A decisão recorrida considerando estar-se perante uma situação de erro na forma de processo em que é inviável a convolação absolveu a Fazenda Pública da instância com base na seguinte fundamentação:
“Identifica a Impugnante como acto impugnado, os actos de compensação efectuados pela Administração Tributária entre o valor a reembolsar relativo ao IRS de 2004 e de 2005 e dívidas de IVA de 1994 e 1995 referentes à sociedade C ..., Lda. em cobrança coerciva no processo de execução que reverteu contra o impugnante enquanto responsável subsidiário.
Vem suscitada pela Fazenda Pública e pelo Digno Magistrado do Ministério Público, a questão da impropriedade do meio processual utilizado.
Vejamos se lhes assiste razão.
Conforme decorre do texto da p.i., o acto impugnado é o acto praticado na execução fiscal que determinou a compensação dos créditos (efectuada ao abrigo do disposto no art. 89° do CPPT) do impugnante com dívidas em cobrança coerciva na execução instaurada contra a sociedade C ..., Lda., que reverteu contra o ora impugnante, enquanto responsável subsidiário e para a qual o mesmo foi oportunamente citado, tendo deduzido oposição à execução.
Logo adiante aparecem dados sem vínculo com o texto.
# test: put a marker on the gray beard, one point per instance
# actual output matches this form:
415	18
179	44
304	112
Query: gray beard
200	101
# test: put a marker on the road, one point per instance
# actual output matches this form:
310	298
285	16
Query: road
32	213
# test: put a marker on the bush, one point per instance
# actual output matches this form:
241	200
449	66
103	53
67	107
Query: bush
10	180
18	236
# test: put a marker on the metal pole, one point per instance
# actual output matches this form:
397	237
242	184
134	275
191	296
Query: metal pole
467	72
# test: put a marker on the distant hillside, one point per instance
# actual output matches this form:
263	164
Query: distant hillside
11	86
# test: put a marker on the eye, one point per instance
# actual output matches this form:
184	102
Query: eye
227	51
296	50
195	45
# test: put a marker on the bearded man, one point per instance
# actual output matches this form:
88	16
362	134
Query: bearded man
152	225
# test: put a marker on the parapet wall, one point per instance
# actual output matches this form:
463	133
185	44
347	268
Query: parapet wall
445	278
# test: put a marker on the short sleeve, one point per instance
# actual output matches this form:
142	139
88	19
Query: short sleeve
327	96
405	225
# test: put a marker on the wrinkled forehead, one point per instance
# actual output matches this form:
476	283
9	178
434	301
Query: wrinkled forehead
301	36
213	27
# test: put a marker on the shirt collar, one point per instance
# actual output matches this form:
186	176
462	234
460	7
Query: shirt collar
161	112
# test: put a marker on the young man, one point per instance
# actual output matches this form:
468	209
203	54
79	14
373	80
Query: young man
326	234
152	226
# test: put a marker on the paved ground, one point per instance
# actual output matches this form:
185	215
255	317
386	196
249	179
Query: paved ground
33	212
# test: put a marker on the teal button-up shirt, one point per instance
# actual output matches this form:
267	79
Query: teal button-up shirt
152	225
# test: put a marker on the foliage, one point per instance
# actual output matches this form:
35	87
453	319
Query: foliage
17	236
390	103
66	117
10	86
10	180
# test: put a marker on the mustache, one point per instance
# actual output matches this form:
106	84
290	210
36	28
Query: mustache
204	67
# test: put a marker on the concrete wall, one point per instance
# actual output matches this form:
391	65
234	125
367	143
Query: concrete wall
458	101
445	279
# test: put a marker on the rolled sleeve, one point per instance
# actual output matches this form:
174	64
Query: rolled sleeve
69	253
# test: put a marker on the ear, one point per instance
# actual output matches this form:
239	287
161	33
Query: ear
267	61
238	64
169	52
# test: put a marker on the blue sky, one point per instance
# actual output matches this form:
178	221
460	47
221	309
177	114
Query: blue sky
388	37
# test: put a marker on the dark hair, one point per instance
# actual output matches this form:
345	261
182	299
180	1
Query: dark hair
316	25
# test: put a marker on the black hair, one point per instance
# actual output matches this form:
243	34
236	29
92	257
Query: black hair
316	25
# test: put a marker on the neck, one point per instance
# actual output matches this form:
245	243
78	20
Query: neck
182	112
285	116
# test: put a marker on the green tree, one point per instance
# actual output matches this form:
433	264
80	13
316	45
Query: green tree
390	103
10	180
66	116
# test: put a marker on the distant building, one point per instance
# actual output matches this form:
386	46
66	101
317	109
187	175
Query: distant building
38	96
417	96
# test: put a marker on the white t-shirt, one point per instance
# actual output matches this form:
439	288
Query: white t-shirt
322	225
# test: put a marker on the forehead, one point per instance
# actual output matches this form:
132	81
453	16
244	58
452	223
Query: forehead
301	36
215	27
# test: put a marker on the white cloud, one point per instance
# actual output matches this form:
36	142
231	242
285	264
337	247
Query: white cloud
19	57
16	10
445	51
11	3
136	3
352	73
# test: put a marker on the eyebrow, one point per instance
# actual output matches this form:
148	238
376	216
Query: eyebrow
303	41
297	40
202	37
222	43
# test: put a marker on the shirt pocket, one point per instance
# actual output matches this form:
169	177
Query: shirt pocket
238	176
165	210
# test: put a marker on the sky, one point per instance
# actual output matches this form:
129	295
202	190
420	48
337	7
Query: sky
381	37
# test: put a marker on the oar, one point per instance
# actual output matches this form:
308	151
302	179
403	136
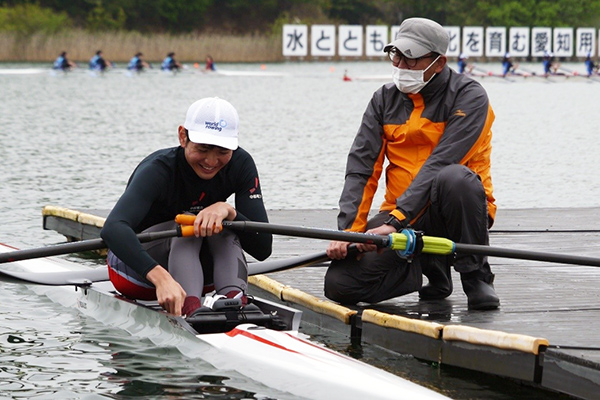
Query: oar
399	241
87	245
Os actos cuja legalidade é sindicada nos presentes autos, são as compensações efectuados ao abrigo do disposto no art. 89° do CPPT, no âmbito do processo de execução fiscal.
Estando em causa actos praticados pela Administração Tributária no âmbito da execução fiscal, suscita-se desde logo a questão da eventual verificação de erro na forma de processo utilizada.
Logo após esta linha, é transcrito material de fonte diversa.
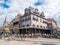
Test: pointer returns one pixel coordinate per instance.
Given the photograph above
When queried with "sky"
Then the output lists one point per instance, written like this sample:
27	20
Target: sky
11	8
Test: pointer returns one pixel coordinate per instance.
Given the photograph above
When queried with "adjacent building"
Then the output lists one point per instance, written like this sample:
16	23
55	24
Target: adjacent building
34	22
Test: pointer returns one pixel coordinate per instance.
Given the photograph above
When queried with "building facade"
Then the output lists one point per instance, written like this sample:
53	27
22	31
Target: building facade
33	22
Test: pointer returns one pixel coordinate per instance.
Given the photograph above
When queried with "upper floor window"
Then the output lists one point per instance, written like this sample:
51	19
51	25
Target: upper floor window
35	19
37	25
28	25
23	25
40	20
41	26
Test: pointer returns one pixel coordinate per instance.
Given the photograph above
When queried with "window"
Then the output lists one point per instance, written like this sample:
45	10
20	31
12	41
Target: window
41	26
28	25
23	25
44	27
33	25
40	20
37	25
35	19
27	19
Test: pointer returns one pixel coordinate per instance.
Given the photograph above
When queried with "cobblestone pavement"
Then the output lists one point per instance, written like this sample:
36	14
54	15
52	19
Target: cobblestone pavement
31	41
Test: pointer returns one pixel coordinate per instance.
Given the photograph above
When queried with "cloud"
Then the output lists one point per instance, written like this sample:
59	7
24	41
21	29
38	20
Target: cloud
51	9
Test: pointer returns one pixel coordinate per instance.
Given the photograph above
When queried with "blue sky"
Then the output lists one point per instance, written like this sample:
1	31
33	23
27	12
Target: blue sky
11	8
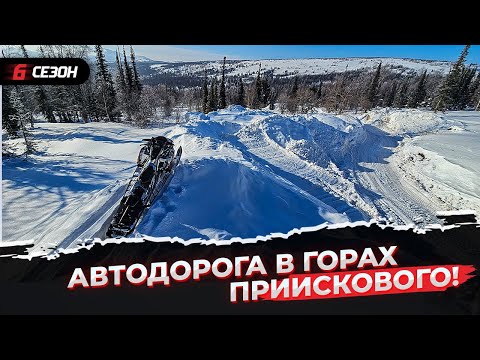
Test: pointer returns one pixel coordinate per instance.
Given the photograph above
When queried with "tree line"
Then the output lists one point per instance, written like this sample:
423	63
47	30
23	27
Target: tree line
119	95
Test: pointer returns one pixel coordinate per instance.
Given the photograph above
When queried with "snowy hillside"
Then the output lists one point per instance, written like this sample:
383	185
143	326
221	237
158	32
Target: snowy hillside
243	173
290	67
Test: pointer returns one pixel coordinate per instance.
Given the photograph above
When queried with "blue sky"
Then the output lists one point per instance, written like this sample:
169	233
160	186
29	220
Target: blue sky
254	52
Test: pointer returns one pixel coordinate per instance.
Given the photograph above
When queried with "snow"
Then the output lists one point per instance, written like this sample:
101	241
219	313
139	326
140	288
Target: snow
291	67
246	173
404	121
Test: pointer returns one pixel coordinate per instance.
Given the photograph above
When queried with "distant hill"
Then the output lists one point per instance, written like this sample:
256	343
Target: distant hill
292	67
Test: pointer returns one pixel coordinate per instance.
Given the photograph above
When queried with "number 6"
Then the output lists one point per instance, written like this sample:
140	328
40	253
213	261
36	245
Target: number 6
19	72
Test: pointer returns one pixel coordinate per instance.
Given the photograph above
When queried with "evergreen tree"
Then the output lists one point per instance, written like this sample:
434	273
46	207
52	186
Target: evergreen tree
390	97
215	94
120	76
265	91
9	114
20	117
257	95
420	92
212	101
205	103
136	81
222	101
372	91
319	90
475	91
241	94
401	96
128	73
466	78
447	96
294	89
292	101
105	90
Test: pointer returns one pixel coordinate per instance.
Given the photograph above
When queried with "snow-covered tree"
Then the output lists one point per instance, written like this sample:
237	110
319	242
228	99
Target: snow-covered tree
20	117
448	93
106	98
205	104
372	91
222	100
241	93
420	92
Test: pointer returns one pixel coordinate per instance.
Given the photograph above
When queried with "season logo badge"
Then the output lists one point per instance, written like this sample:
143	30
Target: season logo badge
43	71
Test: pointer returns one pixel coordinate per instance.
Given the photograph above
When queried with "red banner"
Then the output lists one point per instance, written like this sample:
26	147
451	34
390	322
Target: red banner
368	282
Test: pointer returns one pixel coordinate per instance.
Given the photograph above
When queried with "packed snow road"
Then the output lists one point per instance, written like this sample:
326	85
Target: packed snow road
245	173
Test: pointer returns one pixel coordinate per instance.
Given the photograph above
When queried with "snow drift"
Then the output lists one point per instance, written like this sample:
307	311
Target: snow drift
243	173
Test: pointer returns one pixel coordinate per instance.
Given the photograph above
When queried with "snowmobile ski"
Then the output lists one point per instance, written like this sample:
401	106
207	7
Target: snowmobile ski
156	165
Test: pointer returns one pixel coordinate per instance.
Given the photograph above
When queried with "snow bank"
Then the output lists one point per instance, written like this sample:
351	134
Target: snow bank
317	138
405	122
Com efeito, estamos perante um acto praticado pela Administração Tributária no âmbito do processo de execução fiscal e, portanto, relativamente ao qual o CPPT prevê meios de reacção específicos que não passam pela Impugnação Judicial prevista no artigo 101°, alínea a) da Lei Geral Tributária - LGT e no 97° e 99° do Código de Procedimento e de Processo Tributário (CPPT), a qual tem por fim a anulação, declaração de nulidade ou inexistência anulação de actos administrativos tributários, nas situações elencadas nas alíneas a) a g) do n.° 1 do artigo 97° do CPPT (normalmente visando actos de liquidação de tributos ou de fixação de matéria colectável).
Tendo o processo de execução fiscal natureza judicial mesmo na fase em que corre perante as autoridades administrativas, são impugnáveis, todos os actos que ¬seriam susceptíveis de recurso jurisdicional se a decisão fosse proferida por um juiz, pelo que, conforme dispõe o artigo 276° do CPPT, podem ser objecto de reclamação, quaisquer decisões da Administração Tributária proferidas no processo de execução fiscal que afectem direitos ou interesses legalmente protegidos dos interessados, independentemente de se tratar ou não de actos materialmente administrativos.
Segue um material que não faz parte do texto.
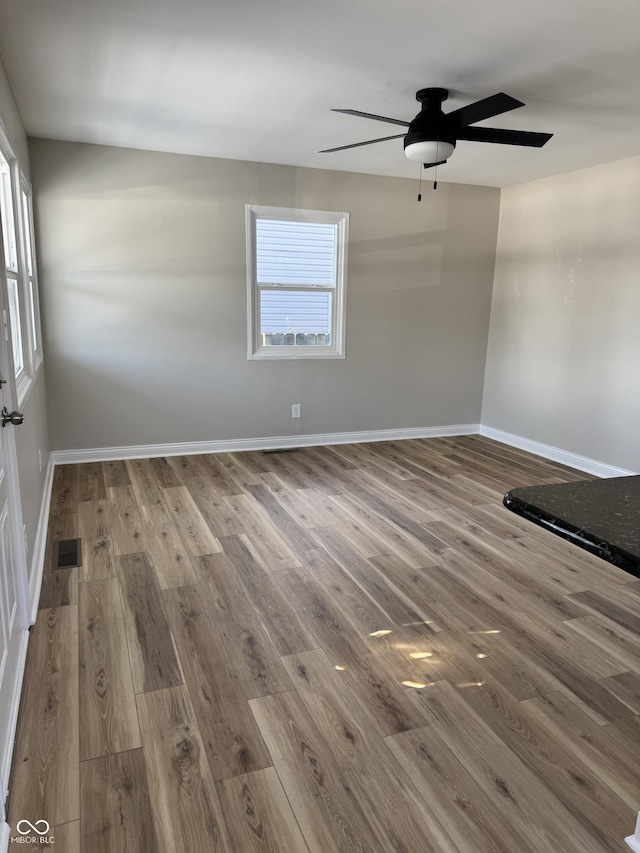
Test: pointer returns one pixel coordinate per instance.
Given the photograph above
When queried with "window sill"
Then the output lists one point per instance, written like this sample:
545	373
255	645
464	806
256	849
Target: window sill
289	353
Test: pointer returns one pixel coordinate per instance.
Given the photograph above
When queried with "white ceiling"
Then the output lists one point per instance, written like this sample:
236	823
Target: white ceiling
256	79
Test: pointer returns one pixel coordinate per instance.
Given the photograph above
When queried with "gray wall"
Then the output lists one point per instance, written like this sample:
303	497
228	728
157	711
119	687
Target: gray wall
32	436
142	267
563	362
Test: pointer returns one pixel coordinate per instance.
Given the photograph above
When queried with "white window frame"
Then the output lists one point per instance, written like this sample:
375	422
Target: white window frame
255	347
23	278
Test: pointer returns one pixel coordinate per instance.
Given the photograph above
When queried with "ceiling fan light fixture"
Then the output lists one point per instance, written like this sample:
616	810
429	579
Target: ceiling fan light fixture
429	150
Face à pretensão do impugnante e a factualidade apurada verifica-se, erro na forma de processo, nulidade susceptível de sanação, nos termos do art. 97°, nº3 da LGT, 98°, n°4 do CPPT.
Assim, o meio processual de impugnação judicial, não é o próprio para atacar a legalidade da compensação com créditos do executado sobre a Administração Tributária, em ordem ao pagamento de dívidas em execução fiscal, efectuada ao abrigo do disposto no art. 89.° n.° 1 CPPT.
A forma processual legalmente prevista mais adequada para fazer valer em juízo c direito de impugnar tal acto, é a da reclamação/recurso das decisões do órgão da execução fiscal, a que aludem os nos arts. 276.° a 278.° CPPT (neste sentido vide Ac. do STA, rec. 1538/03 de 13/10/2004 e Ac. do TCA, proc. 127/06.5BEPFN de 05/06/2008).
Nos termos legais, nada obsta à possibilidade de convolação, desde que, causa de pedir e pedido se adaptem a esta forma processual e que a petição inicial tenha sido tempestivamente apresentada.
Vejamos, se a apresentação da petição inicial que originou os presentes autos de impugnação é susceptível de ser aproveitada e convertida em petição da pertinente reclamação, sem prejuízo da necessidade, ultrapassável mediante despacho de aperfeiçoamento, de formulação de conclusões.
Considerando que a ora Impugnante dispunha do prazo de 10 dias (cfr. art. 277° do CPPT) para apresentar a reclamação, e como resulta das alíneas F) e l) foi notificada dos actos de compensação em 18/07/2006 e 21/08/2006, resulta manifesto que tal prazo se mostra excedido, tendo em conta que a presente petição foi remetida a Tribunal em 13/10/2006 (Al. J) do probatório), o que inviabiliza a convolação.
Assim, a ordenar-se a convolação, incorrer-se-ia na prática de um acto inútil, a que o tribunal deve obstar em face do disposto no art. 137° do CPC ex vi al.e) de art. 2° do CPPT.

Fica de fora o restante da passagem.